Methods (S3) to visualize association rules and itemsets. Implemented are several popular visualization methods including scatter plots with shading (two-key plots), graph based visualizations, doubledecker plots, etc.

Many plots can use different rendering engines including static standard plots (using base plots, ggplot2, grid), standard plots with interactive manipulation and interactive HTML widget-based visualizations.

Usage

# S3 method for rules
plot(x, method = NULL, measure = "support", shading = "lift", 
    interactive = NULL, engine = "default", data = NULL, control = NULL, ...)
# S3 method for itemsets
plot(x, method = NULL, measure = "support", shading = NA,
    interactive = NULL, engine = "default", data = NULL, control = NULL, ...)

Arguments

x

an object of class "rules" or "itemsets".

method

a string indicating the visualization method. Methods for rules include "scatterplot", "two-key plot", "matrix", "grouped matrix", "graph", "paracoord", etc. Specify "help" to get a complete list of available methods. Note that some methods may only be available for rules or itemsets.

measure

measure(s) of interestingness (e.g., "support", "confidence", "lift", "order") used in the visualization. Some visualization methods need one measure, others take a vector with two measures (e.g., scatterplot). In some plots (e.g., graphs) NA can be used to suppress using a measure.

shading

measure of interestingness used for the color of the points/arrows/nodes (e.g., "support", "confidence", "lift"). The default is "lift". NA can be often used to suppress shading.

interactive

deprecated. See parameter engine below.

engine

a string indicating the plotting engine used to render the plot. The "default" engine uses (mostly) ggplot2. Other engines include "base" (base R plots), "grid", "interactive", "plotly", "visnetwork", "igraph", "graphviz", and "htmlwidget". Note that not all engines are available for all methods. Specify "help" to get a complete list of available engines for the selected visualization method.

data

the dataset (class "transactions") used to generate the rules/itemsets. Only "mosaic" and "doubledecker" require the original data.

control

a list of control parameters for the plot. The available control parameters depend on the used visualization method and engine. Specify "help" to get a complete list of available control parameters and their default values.
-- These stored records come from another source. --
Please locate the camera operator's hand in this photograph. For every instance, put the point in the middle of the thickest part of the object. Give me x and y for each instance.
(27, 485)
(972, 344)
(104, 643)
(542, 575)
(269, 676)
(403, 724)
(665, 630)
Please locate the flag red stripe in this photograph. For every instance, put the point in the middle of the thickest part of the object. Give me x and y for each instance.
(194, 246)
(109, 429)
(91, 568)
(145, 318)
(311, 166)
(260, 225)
Further arguments are added for convenience to the control list.

Value

Several interactive plots return a set of selected rules/itemsets. Other plots might return other data structures. For example, graph-based plots return the graph (invisibly). Engine "htmlwidget" always returns an object of class htmlwidget.

Details

Most visualization techniques are described by Bruzzese and Davino (2008), however, we added more color shading, reordering and interactive features (see Hahsler, 2017). Many visualization methods take extra parameters as the control parameter list. Although, we have tried to keep control parameters consistent, the available control parameters vary from visualization method to visualization method. You can specift "help" for method, engine, or control to get a list of available settings.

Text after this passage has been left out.